Snap-on CEO Nick Pinchuk told Chief Executive that while a trade war can cause uncertainty in the business world, U.S. manufacturers are always looking to improve the country’s position in international trade agreements.
“I am a member of the National Association of Manufacturers…and our view is trade is good. Free trade and balanced trade is good,” Pinchuk says. “We think there can be improvements in our trade positions versus partners, and I think I speak for all of the manufacturers in America like that.”
A CEO of a chemicals manufacturer in Missouri, who asked not to be identified, says that his company has been planning for the trade war in advance. “Specific chemical imports from China have not yet been impacted but in anticipation/hedging we have greatly increased our inventories,” he says.
Overall, he support Trump’s plans: “The US has been getting the short end of the stick tariff wise for many years. I see Trump trying to even the playing field somewhat (call it hardball or whatever). Who knows how much time Trump has to even the score and, sure, there will be a little medicine to take. I see the US getting stronger, not weaker.”

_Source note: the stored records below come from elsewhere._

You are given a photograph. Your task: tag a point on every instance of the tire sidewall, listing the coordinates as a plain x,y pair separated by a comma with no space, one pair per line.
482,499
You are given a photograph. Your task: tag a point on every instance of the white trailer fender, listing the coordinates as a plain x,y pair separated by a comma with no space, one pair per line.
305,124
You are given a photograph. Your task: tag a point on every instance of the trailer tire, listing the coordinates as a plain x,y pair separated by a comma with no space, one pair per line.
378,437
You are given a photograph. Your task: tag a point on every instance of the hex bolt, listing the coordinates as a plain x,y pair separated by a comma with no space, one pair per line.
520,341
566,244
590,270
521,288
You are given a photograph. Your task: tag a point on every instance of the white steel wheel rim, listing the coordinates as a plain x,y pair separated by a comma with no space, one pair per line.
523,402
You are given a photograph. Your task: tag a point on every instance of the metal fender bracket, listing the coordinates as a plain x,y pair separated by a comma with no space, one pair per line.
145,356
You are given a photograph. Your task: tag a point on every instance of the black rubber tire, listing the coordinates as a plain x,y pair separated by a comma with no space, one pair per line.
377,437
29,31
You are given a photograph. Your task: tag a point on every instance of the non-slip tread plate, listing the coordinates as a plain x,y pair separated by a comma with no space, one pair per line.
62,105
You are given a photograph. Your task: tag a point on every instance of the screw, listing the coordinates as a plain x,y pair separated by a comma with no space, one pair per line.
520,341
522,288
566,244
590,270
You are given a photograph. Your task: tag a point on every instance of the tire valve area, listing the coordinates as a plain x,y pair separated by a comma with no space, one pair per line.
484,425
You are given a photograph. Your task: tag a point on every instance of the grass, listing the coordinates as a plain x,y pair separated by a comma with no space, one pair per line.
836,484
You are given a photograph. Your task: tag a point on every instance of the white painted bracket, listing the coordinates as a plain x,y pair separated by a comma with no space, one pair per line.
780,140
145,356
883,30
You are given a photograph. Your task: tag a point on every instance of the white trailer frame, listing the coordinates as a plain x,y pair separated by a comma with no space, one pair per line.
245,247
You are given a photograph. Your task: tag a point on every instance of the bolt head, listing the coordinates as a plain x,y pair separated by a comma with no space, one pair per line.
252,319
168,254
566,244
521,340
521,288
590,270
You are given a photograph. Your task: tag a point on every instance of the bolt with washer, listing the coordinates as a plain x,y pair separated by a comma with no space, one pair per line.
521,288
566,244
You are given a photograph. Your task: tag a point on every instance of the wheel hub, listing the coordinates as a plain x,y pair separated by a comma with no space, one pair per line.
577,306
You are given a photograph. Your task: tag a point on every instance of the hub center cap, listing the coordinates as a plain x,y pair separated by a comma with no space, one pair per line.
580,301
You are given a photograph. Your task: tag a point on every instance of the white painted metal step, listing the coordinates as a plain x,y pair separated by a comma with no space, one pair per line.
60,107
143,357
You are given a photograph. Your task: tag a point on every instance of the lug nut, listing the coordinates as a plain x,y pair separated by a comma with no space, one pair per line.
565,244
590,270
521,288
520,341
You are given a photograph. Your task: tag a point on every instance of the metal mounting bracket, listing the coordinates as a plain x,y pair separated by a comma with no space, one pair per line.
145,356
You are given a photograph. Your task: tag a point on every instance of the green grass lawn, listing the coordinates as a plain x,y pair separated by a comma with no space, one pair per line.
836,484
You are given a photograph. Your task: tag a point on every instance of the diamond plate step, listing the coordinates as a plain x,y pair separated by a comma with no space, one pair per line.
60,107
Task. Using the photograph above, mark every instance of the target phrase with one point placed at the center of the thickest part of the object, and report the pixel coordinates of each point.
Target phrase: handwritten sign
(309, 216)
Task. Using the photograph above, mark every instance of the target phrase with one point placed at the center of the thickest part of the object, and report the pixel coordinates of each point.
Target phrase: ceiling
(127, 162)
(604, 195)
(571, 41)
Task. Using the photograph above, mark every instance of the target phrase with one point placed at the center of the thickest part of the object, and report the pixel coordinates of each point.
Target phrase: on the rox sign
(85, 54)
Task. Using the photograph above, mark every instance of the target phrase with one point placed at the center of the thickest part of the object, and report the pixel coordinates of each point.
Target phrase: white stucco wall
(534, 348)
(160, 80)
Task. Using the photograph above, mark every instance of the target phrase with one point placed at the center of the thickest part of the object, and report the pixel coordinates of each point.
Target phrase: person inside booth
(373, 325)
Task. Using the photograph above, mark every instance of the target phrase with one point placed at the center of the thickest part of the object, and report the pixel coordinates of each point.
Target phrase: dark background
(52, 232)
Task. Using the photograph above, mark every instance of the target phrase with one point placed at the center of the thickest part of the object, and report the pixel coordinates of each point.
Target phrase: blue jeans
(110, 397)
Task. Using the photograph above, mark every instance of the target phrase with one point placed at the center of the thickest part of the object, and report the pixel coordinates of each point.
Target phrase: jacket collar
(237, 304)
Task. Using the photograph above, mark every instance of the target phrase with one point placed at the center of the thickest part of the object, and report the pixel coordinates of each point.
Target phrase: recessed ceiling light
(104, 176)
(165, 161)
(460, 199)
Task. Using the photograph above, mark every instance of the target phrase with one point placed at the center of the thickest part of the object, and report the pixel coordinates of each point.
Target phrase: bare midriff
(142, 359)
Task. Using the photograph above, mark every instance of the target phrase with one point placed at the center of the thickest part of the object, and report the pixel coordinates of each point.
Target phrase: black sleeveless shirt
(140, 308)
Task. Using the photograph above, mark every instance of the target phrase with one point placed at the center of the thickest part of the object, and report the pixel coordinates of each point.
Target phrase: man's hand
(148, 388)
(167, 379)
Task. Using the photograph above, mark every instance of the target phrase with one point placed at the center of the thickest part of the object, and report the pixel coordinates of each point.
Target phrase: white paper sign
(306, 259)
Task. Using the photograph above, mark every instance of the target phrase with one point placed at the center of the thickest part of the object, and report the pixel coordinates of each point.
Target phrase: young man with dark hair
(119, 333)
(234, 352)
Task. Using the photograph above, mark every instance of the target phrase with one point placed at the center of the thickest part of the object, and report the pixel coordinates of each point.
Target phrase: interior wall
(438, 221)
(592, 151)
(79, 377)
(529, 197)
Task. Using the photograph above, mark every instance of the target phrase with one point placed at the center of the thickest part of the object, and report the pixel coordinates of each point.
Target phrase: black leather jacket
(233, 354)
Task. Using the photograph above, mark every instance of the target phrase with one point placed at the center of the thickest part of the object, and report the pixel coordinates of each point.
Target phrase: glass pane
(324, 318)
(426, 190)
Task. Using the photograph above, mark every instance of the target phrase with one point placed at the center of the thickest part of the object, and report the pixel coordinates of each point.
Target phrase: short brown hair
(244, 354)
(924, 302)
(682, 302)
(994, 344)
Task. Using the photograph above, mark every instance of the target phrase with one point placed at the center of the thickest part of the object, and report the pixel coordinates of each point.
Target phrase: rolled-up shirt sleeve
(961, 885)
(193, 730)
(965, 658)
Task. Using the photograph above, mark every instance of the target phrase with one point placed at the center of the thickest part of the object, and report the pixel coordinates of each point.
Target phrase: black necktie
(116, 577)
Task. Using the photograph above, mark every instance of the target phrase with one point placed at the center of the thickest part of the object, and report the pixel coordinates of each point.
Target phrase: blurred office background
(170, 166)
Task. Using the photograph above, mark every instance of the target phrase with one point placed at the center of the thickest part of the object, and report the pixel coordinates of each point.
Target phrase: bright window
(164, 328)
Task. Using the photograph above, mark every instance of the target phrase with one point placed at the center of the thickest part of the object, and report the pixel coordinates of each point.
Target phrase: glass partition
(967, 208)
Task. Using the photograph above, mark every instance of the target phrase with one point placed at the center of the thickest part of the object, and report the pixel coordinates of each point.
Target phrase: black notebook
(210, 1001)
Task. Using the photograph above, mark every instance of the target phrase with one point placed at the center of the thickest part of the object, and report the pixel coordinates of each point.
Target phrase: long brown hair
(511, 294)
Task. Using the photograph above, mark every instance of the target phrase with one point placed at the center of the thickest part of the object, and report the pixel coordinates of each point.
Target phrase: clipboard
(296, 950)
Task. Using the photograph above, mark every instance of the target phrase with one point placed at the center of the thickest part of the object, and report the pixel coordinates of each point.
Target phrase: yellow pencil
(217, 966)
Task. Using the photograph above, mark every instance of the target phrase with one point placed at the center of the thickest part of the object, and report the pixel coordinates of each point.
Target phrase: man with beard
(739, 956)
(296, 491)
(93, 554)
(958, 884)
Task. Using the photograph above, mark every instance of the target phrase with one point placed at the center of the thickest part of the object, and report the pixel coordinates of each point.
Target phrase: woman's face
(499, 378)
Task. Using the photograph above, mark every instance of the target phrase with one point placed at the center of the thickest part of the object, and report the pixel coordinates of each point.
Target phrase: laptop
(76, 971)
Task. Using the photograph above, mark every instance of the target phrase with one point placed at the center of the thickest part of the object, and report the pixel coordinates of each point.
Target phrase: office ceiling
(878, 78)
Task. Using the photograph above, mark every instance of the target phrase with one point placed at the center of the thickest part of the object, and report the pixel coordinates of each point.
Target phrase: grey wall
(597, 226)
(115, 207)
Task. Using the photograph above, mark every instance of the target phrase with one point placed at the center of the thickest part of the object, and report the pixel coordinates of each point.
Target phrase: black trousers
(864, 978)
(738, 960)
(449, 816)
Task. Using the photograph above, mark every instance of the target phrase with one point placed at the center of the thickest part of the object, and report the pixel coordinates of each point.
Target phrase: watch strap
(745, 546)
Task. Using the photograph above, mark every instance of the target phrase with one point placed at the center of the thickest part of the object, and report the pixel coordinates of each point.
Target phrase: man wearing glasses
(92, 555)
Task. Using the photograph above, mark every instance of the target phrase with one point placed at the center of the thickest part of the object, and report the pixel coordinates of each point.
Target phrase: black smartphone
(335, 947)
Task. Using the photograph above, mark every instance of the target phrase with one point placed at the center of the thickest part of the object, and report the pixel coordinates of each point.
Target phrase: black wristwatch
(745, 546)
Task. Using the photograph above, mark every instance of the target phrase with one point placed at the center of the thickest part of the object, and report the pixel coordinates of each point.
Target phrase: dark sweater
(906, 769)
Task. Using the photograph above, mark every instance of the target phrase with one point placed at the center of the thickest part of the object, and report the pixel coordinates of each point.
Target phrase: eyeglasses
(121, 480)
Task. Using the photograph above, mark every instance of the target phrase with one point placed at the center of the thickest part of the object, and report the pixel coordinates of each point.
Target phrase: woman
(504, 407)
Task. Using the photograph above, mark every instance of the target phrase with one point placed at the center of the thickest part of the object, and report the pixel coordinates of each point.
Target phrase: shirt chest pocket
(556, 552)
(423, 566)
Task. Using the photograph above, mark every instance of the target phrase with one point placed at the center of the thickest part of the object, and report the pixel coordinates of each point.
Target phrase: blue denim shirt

Here’s a look at what CEOs need to know about today’s tariff news:
- China’s official response to the U.S. tariffs being enacted says: “Such tariffs are typical trade bullying, and this action threatens global supply chains and value chains, stalls the global economic recovery, triggers global market turmoil, and will hurt more innocent multinational corporations, enterprises and ordinary consumers.”
- What’s next? Businesses in the oil, plastics and chemicals industries are closely monitoring an additional $16 billion in proposed tariffs on Chinese-made energy, plastics and chemical products, as China has promised retaliatory tariffs on U.S.-made product.
- The Federal Reserve Bank is hearing concerns from business leaders over the trade war, and are scaling back or postponing capital spendingas a result of uncertainty over trade policy.
- The global impact of an all-out U.S./China trade war would be widespread, with countries like Luxembourg, Taiwan and the Slovak Republic taking the hardest hits.